Sebelum kick-off semifinal pertama yang mempertemukan RB Leipzig vs Paris Saint-Germain (19/8) di Estadio Da Luz, Portugal, sempat muncul dugaan bahwa akan ada kejutan yang ingin dilakukan klub kaya baru, Leipzig. Namun, kenyataannya tak demikian.
Justru, PSG berhasil menang dengan skor telak 3-0 atas Leipzig. Duel antara klub kaya Prancis dan Jerman itu sebenarnya menarik, dan sedikit unpredictable, karena Leipzig mampu mengalahkan Atletico Madrid yang lebih berpengalaman dari klub asuhan Julian Nagelsmann tersebut.
Namun, apa yang terjadi di laga perempatfinal itu tak terulang di laga semifinal ini. Mengapa bisa demikian?
Pertama, karena PSG belajar dari laga melawan Atalanta di laga sebelumnya. Di laga perempatfinal itu, mereka nyaris tersingkir jika PSG tidak melakukan pergantian pemain yang jitu dan usaha yang tak kenal lelah dari Neymar Jr. dkk.
Namun, di laga semifinal kali ini Thomas Tuchel tidak lagi meremehkan Leipzig. Mereka langsung tancap gas dan memainkan skuad yang diprediksi lebih baik untuk menghadapi strategi Nagelsmann. Itulah yang membuat Leipzig tidak bisa sepenuhnya bertarung dengan PSG seperti kala berjumpa dengan Atletico.
Kedua, PSG menempatkan pemain berpengalaman di depan, yaitu Angel Di Maria.
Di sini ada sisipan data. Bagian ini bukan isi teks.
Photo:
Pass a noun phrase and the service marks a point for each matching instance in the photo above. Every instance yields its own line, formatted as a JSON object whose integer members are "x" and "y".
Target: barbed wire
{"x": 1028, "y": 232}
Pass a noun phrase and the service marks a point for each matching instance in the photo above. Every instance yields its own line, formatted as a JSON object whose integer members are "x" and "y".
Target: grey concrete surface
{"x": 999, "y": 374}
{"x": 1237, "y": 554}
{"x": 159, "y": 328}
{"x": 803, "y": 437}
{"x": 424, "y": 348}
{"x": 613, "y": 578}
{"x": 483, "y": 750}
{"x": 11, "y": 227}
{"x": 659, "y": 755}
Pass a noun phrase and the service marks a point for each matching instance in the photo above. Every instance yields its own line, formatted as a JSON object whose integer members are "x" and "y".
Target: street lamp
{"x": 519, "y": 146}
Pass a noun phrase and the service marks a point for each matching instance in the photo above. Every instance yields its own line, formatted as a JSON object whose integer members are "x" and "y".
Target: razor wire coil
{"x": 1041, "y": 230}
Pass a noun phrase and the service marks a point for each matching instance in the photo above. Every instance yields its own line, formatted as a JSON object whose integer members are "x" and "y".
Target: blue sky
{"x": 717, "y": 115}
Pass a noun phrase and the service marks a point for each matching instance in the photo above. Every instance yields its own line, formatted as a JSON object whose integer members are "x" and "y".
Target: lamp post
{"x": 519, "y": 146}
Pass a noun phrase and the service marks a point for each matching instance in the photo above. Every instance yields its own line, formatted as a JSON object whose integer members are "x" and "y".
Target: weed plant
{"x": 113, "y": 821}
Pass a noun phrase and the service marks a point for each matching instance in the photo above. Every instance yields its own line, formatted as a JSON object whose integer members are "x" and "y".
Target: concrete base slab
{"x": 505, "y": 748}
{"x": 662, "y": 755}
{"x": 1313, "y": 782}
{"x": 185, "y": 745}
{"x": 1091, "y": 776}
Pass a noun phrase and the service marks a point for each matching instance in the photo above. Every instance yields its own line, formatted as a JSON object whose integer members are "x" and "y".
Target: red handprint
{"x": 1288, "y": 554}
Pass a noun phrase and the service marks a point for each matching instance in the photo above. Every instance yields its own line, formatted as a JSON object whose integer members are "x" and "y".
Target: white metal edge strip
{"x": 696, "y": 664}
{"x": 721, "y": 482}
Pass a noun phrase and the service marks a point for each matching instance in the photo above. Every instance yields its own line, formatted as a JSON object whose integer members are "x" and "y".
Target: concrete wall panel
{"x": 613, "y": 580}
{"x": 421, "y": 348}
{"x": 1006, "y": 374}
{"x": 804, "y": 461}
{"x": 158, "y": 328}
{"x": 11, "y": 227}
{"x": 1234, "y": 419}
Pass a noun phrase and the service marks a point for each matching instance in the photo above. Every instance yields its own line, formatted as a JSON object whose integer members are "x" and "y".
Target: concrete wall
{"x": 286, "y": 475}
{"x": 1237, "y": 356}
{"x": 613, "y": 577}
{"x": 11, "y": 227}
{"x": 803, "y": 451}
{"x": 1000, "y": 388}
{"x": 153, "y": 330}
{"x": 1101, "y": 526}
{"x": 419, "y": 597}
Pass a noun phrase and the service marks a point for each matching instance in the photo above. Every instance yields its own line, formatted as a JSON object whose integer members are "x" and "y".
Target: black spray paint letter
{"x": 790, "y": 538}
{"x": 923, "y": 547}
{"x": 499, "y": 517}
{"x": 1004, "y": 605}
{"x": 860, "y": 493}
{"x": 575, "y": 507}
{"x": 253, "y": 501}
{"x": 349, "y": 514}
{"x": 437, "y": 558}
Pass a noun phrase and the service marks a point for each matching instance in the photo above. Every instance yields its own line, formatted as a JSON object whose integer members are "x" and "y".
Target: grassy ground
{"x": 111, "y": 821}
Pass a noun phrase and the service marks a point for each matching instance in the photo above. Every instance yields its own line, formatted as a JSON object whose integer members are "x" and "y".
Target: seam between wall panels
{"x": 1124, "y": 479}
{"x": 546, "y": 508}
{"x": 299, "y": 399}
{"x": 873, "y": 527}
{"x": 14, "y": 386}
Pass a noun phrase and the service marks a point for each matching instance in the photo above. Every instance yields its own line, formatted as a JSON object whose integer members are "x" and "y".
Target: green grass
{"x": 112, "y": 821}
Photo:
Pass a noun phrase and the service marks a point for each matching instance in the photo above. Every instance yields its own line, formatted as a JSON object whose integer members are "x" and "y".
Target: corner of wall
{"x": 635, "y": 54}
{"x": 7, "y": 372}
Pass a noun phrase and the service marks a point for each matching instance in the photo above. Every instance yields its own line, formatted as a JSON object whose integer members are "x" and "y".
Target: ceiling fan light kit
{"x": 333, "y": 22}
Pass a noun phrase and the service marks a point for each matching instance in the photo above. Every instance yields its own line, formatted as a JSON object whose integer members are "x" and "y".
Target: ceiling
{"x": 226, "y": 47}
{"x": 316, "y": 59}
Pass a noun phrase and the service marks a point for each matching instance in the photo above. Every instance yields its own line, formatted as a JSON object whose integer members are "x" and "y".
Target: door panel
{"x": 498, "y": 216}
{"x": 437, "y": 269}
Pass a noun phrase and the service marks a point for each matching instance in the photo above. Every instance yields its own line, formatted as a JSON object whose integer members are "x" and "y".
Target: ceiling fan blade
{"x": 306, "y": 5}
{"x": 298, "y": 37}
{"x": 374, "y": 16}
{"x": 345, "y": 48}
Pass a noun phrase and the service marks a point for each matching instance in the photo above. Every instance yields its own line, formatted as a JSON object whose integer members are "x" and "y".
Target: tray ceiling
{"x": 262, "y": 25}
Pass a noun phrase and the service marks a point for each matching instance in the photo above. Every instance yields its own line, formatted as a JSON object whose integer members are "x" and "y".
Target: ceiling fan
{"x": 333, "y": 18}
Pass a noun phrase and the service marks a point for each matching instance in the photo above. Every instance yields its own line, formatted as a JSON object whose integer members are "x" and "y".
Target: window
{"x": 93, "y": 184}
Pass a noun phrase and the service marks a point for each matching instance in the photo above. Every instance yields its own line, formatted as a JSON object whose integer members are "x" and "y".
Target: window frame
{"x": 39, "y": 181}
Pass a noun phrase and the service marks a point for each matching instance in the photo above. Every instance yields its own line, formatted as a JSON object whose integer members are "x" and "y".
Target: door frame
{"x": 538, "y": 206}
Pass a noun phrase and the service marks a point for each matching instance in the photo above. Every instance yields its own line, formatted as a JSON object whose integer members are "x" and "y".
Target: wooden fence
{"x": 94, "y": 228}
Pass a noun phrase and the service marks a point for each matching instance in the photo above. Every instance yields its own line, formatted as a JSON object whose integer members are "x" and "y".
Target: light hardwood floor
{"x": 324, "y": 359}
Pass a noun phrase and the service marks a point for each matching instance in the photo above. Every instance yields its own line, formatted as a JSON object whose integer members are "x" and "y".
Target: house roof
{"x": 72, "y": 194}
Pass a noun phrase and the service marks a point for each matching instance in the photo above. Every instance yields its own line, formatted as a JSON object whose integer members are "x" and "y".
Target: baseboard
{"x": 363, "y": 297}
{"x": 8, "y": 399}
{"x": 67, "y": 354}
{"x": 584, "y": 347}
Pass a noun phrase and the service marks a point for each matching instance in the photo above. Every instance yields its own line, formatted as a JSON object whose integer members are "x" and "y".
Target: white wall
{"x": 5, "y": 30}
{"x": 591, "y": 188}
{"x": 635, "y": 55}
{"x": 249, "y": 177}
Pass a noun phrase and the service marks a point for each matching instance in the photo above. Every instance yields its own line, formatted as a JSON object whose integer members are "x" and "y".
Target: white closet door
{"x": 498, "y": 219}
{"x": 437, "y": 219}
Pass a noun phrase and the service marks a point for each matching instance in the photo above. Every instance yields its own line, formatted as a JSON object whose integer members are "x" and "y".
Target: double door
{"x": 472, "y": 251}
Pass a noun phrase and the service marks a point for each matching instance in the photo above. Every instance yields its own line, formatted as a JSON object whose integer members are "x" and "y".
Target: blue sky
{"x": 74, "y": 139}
Pemain ini memang tak seperti Neymar yang dikenal mampu menarik perhatian para pemain belakang.
Ketiga, keberanian Tuchel menempatkan Neymar dan Mbappe di awal laga. Artinya, lini pertahanan Leipzig harus berduel dengan pemain-pemain yang mobile dalam menempati ruang.
Hal ini pasti akan berbeda jika Tuchel memainkan Mauro Icardi. Taktik itu akan cukup terbaca seperti ketika Atletico memainkan Diego Costa. Tuchel rupanya tidak ingin meniru langkah konservatif Atletico untuk menghadapi racikan strategi Nagelsmann.